In the Japanese epic, Chushingura, Chamberlain Oishi divorces his wife and spends all his days debauchery in the pleasure houses, waiting for the right time to assemble his ronin (masterless samurai) and take revenge on the villainous Lord Kira.
Before the discovery of the body of the murdered Duncan in the tragedy of MacBeth, Shakespeare interpolates a hilarious scene with a drunken watchman who is complaining that he can't get his piddle aligned with his performance. The drunken watchman makes the discovery of the murdered king in the next scene all the more horrific. (Click for a more contemporary example from the O. J. Simpson trial.)
In the recent movie, To Live, by the great Chinese director __________, there is a scene in which a girl is hemorrhaging her life away in childbirth and the only person who can save her is a professor of obstetrics who is so punchy, starved and beaten by the Red Guards that all he can do is stuff his face with sugar buns as the girl's husband and parents try to revive him. We do not know whether to laugh or to cry.

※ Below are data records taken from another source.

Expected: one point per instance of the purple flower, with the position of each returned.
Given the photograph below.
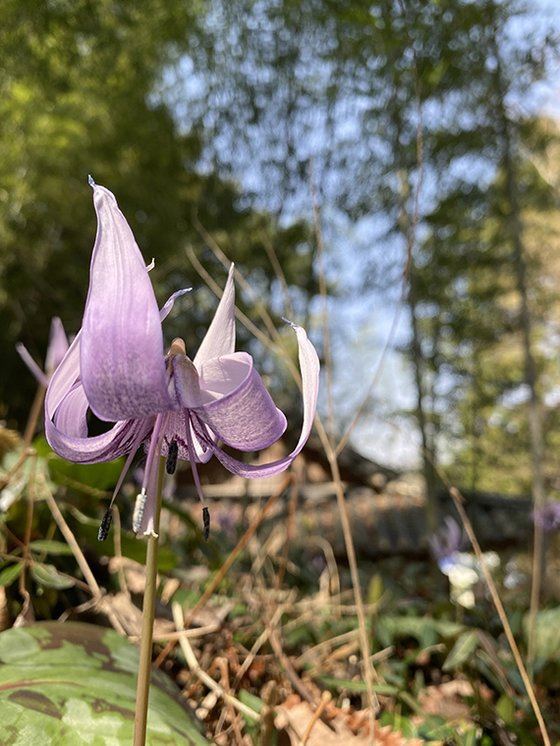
(57, 348)
(447, 540)
(548, 517)
(174, 406)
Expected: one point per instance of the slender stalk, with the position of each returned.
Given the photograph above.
(148, 615)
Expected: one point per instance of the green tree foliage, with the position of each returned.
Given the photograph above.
(78, 95)
(410, 112)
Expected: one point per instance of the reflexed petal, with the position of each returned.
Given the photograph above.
(58, 346)
(236, 405)
(309, 365)
(220, 337)
(165, 310)
(122, 362)
(65, 405)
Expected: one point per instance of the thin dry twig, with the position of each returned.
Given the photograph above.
(326, 697)
(195, 667)
(71, 541)
(323, 291)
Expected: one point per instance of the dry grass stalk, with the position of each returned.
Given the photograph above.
(458, 500)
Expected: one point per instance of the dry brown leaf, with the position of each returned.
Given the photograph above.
(446, 700)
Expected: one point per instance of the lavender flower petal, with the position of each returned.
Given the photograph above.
(220, 337)
(309, 365)
(65, 418)
(236, 405)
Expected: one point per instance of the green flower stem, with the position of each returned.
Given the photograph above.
(148, 615)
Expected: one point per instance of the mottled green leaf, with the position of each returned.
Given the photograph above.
(72, 684)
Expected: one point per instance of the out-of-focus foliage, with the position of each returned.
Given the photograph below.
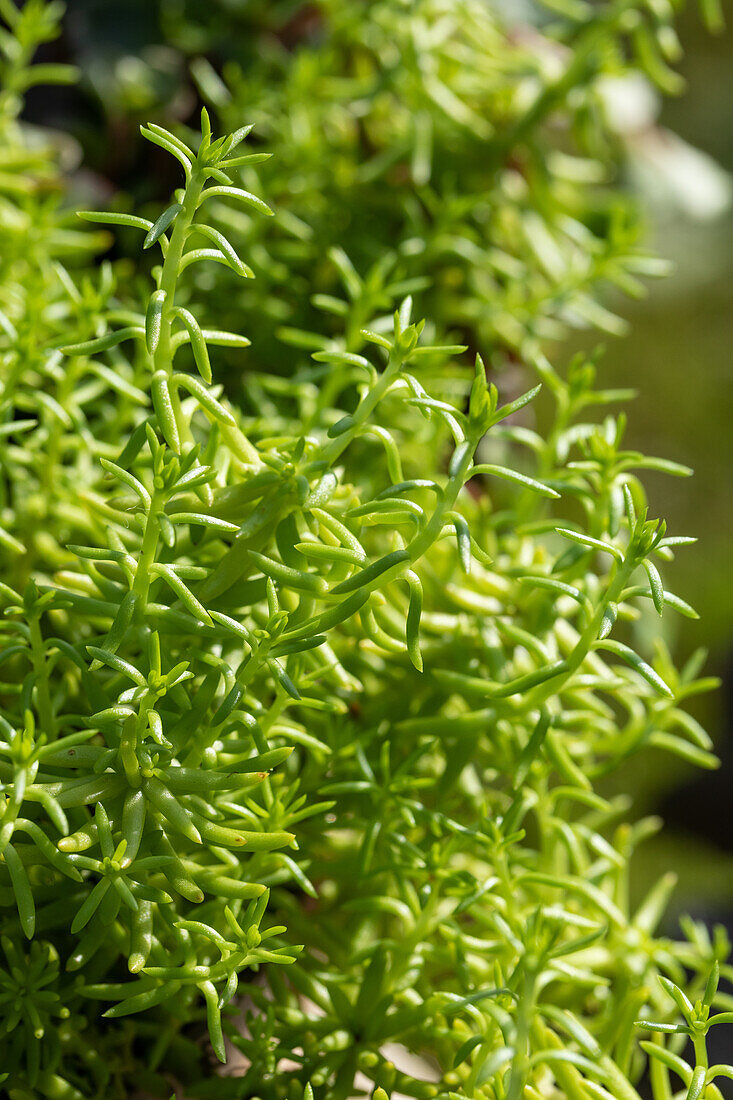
(312, 681)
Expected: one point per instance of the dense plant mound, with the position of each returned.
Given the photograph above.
(307, 704)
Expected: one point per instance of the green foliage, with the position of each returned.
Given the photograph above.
(308, 699)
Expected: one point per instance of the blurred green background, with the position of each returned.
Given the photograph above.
(678, 355)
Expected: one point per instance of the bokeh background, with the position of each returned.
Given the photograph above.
(133, 58)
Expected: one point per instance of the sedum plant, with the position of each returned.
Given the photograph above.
(310, 701)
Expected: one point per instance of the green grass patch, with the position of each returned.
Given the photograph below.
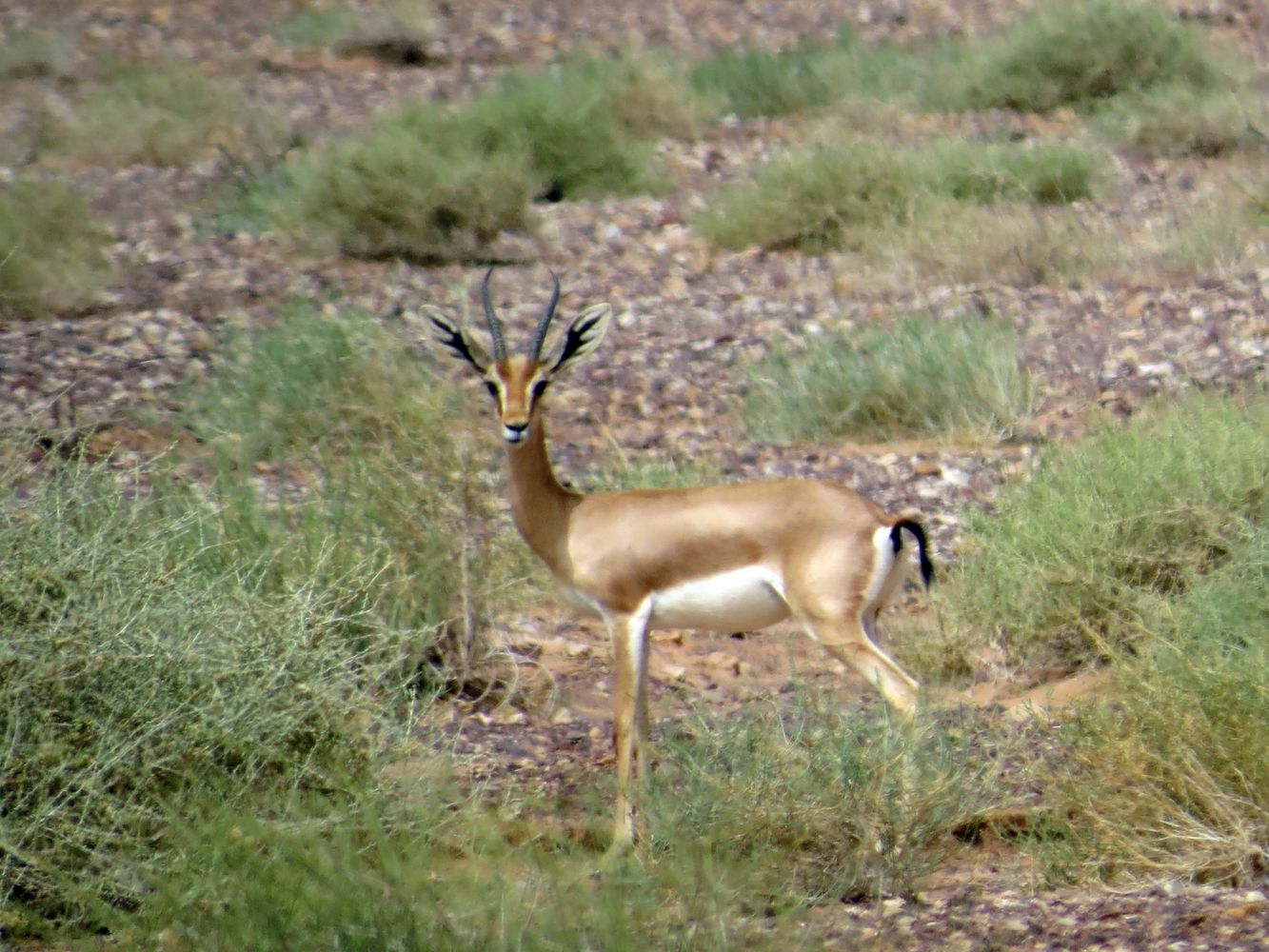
(431, 183)
(1183, 121)
(565, 121)
(1043, 173)
(952, 377)
(816, 201)
(141, 669)
(754, 819)
(850, 196)
(163, 113)
(751, 82)
(52, 250)
(1172, 783)
(35, 53)
(1081, 55)
(1069, 565)
(244, 626)
(366, 453)
(420, 187)
(396, 30)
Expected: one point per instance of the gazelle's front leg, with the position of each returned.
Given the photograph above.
(631, 719)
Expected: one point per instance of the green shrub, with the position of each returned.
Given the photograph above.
(1180, 121)
(750, 82)
(373, 459)
(818, 201)
(1079, 55)
(140, 673)
(1047, 173)
(52, 250)
(434, 185)
(761, 817)
(392, 30)
(960, 376)
(1173, 783)
(816, 805)
(168, 113)
(33, 53)
(568, 124)
(420, 187)
(1067, 563)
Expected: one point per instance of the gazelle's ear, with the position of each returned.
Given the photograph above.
(456, 339)
(583, 337)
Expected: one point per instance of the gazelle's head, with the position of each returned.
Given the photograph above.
(517, 384)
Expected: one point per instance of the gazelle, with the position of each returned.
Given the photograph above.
(727, 558)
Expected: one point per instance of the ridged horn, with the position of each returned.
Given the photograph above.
(495, 327)
(540, 335)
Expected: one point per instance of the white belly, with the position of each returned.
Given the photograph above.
(742, 600)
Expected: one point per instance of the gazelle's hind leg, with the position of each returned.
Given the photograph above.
(837, 602)
(846, 639)
(631, 720)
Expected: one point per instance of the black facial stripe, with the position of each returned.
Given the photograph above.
(448, 337)
(576, 337)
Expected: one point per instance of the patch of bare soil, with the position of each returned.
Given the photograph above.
(688, 320)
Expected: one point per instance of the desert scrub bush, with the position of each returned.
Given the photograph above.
(141, 672)
(956, 377)
(366, 457)
(571, 122)
(857, 194)
(750, 82)
(396, 30)
(437, 875)
(160, 113)
(418, 187)
(35, 53)
(1183, 121)
(1067, 563)
(816, 803)
(1172, 783)
(765, 815)
(1044, 173)
(818, 201)
(1079, 55)
(52, 249)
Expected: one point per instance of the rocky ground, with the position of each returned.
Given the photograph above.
(688, 320)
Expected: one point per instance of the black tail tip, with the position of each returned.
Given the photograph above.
(896, 537)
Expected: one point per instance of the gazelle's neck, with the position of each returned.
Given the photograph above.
(540, 505)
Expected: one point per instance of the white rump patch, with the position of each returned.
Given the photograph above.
(883, 562)
(743, 600)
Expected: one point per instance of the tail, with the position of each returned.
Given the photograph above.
(896, 537)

As you become more at ease and your sense of timing grows more acute, the slew skates will open naturally and humor will flow out just at the right moments. No need to force it like the Finnish lady, who kept telling her date, "I am so vitty" and vitty (witty) was what she never was.
Humor - Tactical Uses: So let us have some fun. Write down the five times this week you used humor to help you in a negotiation and what you learned about yourself in the process.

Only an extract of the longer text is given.